O backup de oxigênio do Hospital Lauro Reus precisou ser utilizado e a equipe de manutenção da instituição solicitou apoio da Air Liquide para o correto acionamento da central, pedido que foi prontamente atendido. É importante esclarecer, inclusive, que as equipes de manutenção de todos os clientes atendidos pela Air Liquide Brasil contam com o treinamento de sua equipe técnica para a devida operação dos tanques em diferentes situações.
A Air Liquide Brasil informa que o abastecimento de oxigênio do Hospital Lauro Reus foi imediatamente restabelecido.
A Air Liquide Brasil tem empenhado todos os seus esforços logísticos, operacionais e de produção para garantir o abastecimento de oxigênio a todos os hospitais que atende em diferentes cidades do País, em consonância com a sua prática de proteger vidas vulneráveis.

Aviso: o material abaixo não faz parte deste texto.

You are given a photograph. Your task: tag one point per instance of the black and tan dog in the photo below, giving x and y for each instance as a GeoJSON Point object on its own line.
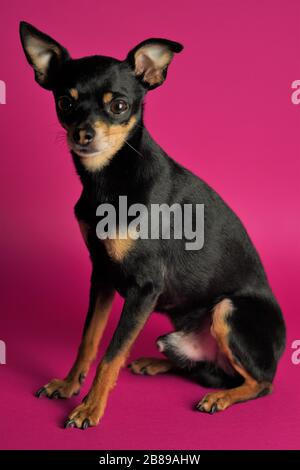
{"type": "Point", "coordinates": [229, 331]}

Certos de sua compreensão quanto às informações expostas até aqui, a Air Liquide Brasil agradece a atenção e permanece à disposição.
Air Liquide Brasil
Nota da prefeitura municipal de Campo Bom
"Devido à situação ocorrida no Hospital Lauro Reus na manhã desta sexta-feira (19), a Prefeitura de Campo Bom vem por meio desta nota, esclarecer:
Nesta manhã, ocorreu uma instabilidade na rede central de distribuição de oxigênio do hospital. Assim que a Prefeitura soube do ocorrido, prontamente, por intermédio do prefeito Luciano Orsi, do secretário de Saúde João Paulo Berkembrock e da equipe técnica do hospital, colocou à disposição todo o auxílio possível para manter a oxigenação dos pacientes. Foram enviados reforços do Samu e outros profissionais da saúde, entre médicos e enfermeiros, se deslocaram para prestar ajuda. Além disso, foram providenciados carregamentos com mais cilindros de oxigênio como medida de retaguarda.
Seis pacientes, considerados casos muito graves, internados nas Unidades de Terapia Intensiva e Semi-intensiva, infelizmente acabaram falecendo.

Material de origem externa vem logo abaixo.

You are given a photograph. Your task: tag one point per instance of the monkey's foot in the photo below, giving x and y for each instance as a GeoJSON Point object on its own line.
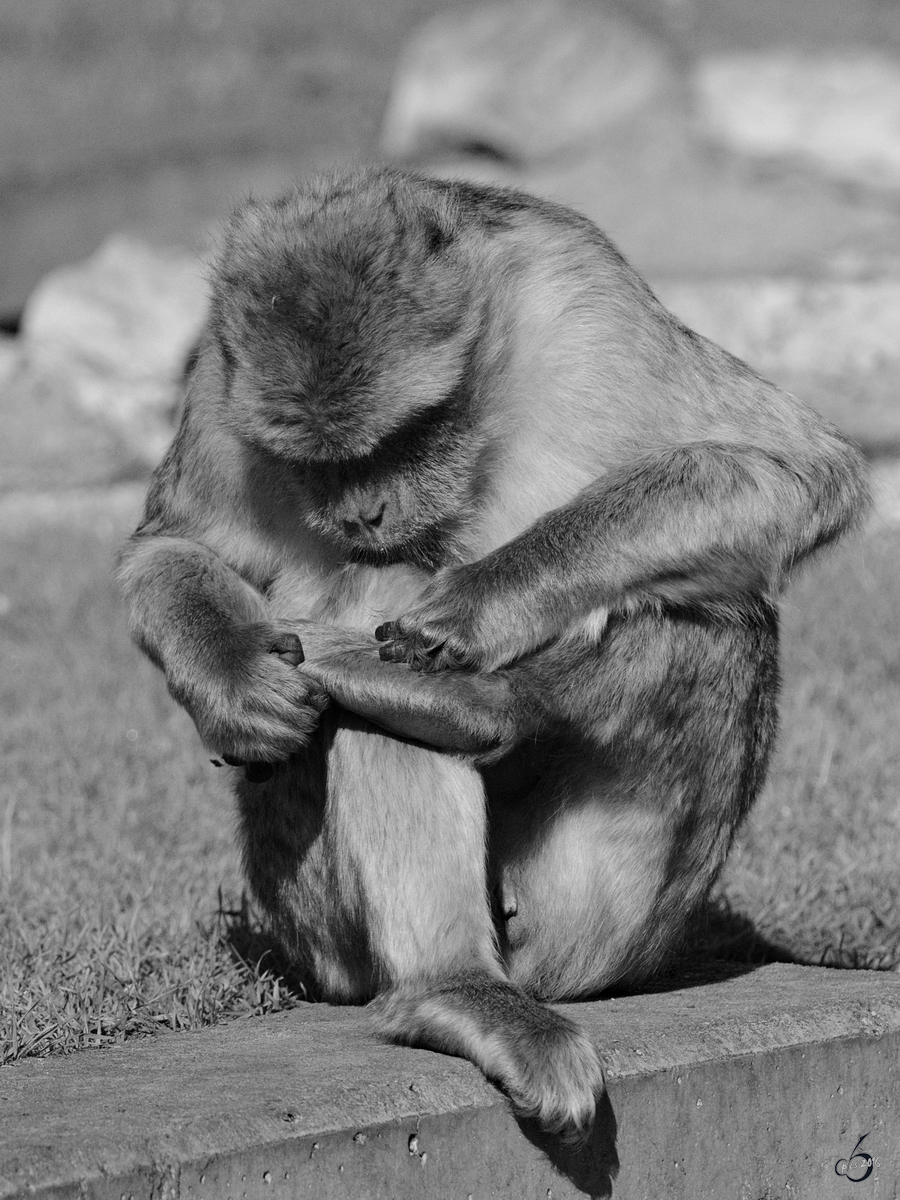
{"type": "Point", "coordinates": [543, 1060]}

O Hospital Lauro Reus já instaurou uma sindicância para averiguar a causa. Mais informações podem ser verificadas em nota oficial do hospital."
Nota da SES na íntegra
"A Secretaria da Saúde, preocupada com a falta de oxigênio nos hospitais gaúchos, oficiou todas as unidades hospitalares para que fosse mantido um estoque mínimo de oxigênio, suficiente para uma semana.
A SES teve conhecimento do fato ocorrido em Campo Bom e, imediatamente, acionou o hospital, que confirmou os seis óbitos. Todavia, os óbitos teriam ocorrido devido a uma falha no sistema de distribuição de oxigênio, e não pela falta desse. Estamos oficiando o hospital neste momento para que tenhamos informações mais detalhadas do ocorrido."
Nota do Ministério Público na íntegra
"O Ministério Público do Estado do Rio Grande do Sul, por meio da Promotoria de Justiça de Campo Bom, lamenta profundamente a tragédia ocorrida na manhã desta sexta-feira, dia 19 de março de 2021, junto às dependências do Hospital Lauro Réus, solidarizando-se a prestar o atendimento e auxílio necessários, bem como informa a toda a comunidade que está em contato com as autoridades locais e envolvidos e instaurou expediente investigatório para acompanhar os fatos e a devida apuração de responsabilidade.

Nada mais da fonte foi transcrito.